Judge Kevin Parker outlines the complexity of the ICTY process, 2008


Transcript of sound recording

We have very big and complex cases - nothing like the ordinary domestic offences, say where you might get one or two people murdered. We tend to have hundreds of people murdered over a prolonged time by very many people.

That means that the process of hearing the evidence of what happened becomes very prolonged. It's made longer because we have to work in several languages. At the least, we work in three languages. The case I've just finished, we worked in six languages simultaneously because different witnesses, different victims, different accused, and the lawyers representing them, were speaking different languages. The process of interpretation means that things move much more slowly than if everybody was speaking the one language. That means that trials typically, in our tribunal, take much more than a year. The average is nearly a year and a half. Some trials have lasted over two years, and one has lasted more than four years.

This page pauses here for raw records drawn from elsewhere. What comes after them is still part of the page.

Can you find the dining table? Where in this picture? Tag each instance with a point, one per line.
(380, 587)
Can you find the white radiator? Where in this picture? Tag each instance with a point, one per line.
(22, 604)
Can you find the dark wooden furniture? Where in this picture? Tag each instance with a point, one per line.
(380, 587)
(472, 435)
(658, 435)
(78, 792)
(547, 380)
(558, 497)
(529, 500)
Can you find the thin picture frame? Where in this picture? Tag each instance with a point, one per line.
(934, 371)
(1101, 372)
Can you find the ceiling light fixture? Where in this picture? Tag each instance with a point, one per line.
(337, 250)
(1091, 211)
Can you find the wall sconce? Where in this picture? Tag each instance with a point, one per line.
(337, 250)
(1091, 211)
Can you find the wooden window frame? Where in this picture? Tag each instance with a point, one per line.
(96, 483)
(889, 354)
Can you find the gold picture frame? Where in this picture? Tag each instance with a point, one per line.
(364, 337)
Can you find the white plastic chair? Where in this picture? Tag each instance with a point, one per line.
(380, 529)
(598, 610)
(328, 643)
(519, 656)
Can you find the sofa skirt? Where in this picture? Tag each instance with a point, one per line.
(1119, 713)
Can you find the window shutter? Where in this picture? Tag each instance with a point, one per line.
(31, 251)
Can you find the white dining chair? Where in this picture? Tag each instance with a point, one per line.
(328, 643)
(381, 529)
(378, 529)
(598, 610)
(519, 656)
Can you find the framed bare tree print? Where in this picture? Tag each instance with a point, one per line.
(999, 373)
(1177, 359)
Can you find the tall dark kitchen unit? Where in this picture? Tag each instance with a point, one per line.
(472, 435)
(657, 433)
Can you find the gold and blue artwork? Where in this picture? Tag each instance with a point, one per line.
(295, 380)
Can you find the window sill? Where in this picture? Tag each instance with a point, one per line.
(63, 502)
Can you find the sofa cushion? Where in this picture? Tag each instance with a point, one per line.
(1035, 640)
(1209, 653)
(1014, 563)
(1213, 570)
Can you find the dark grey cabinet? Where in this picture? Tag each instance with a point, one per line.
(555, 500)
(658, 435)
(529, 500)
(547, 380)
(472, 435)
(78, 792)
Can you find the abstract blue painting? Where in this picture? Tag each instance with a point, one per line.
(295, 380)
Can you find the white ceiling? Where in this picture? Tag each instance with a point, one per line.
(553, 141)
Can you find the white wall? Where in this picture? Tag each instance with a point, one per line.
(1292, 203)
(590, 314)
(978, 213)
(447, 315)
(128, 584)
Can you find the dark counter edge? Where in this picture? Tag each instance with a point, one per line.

When the evidence finishes, and the parties have made their addresses, it's necessary then for the court to sit down and go over all that evidence, weigh it all up, and reach a decision as to whether each of the accused persons has been proved to be guilty, and that means weighing up all those months and months and months of evidence. And not only do you hear witnesses for that time, but you receive hundreds and hundreds of documents, and you've got to review all of those as well.

A case that I have just finished, the evidence took some 14 months, and we had over 2,000 written documents, some of those being over 200 pages a document, so the process was very long. We managed to produce a decision and a written judgement of some 250 pages in two months. So the final decision was reached two months after the finish of the evidence in the case.